Tamminen is right. When a dog sees a cat, the only thing it's conscious of is the cat and not its visual cat-impressions.RJG wrote: ↑January 1st, 2019, 8:46 pmNot so. If dogs are conscious, then they can only be conscious of their 'experiences', or in this case, their visual and olfactory sensory reactions (which in turn are presumably caused by the 'real' food itself).Tamminen wrote:I think dogs are not conscious of their experiences, but they are conscious of food and such things.
You're wrong, especially because the subjective appearance of an object is not what is perceived. What is perceived is the object itself and not its appearance.
"When you see the object, you experience the object as causing your experience of it. This is even more obvious in the case of touch: when you run your hand along the top of the table, you experience the sensation in your hand as being caused by the pressure on the surface of the table.
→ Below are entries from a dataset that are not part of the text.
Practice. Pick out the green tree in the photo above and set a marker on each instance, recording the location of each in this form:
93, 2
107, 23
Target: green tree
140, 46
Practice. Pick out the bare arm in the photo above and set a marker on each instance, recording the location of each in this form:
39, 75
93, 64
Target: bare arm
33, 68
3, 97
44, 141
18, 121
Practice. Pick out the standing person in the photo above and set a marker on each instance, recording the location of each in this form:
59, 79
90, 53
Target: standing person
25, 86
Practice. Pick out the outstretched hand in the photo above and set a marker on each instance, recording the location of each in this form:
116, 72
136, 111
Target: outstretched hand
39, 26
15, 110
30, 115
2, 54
In normal conscious perceptual experiences, you cannot have the perceptual experience without its seeming to you that what you are perceiving is the cause of your experience. Think of hearing a sudden loud noise or smelling an unpleasant smell or bumping into something in the dark or any number of other cases. In every case, when you have the subjective event in your subjective perceptual field, you experience it as being caused by the very thing you are perceiving, even though you cannot identify the thing, even though you do not know what exactly you are hearing, smelling, or bumping into. This is one the keys, and in a way the main key, to understanding the formation of the intentionality of perceptual experience."
(Searle, John R. Seeing Things As They Are: A Theory of Perception. New York: Oxford University Press, 2015. pp. 61+63)
I agree that subjects are material objects (bodies or organisms), but it is not the case that all my sensations are bodily sensations, i.e. sensory appearances of my own body (or parts thereof). There is a difference between perceptual consciousness/awareness of one's own body and perceptual consciousness/awareness of other bodies (or things or events).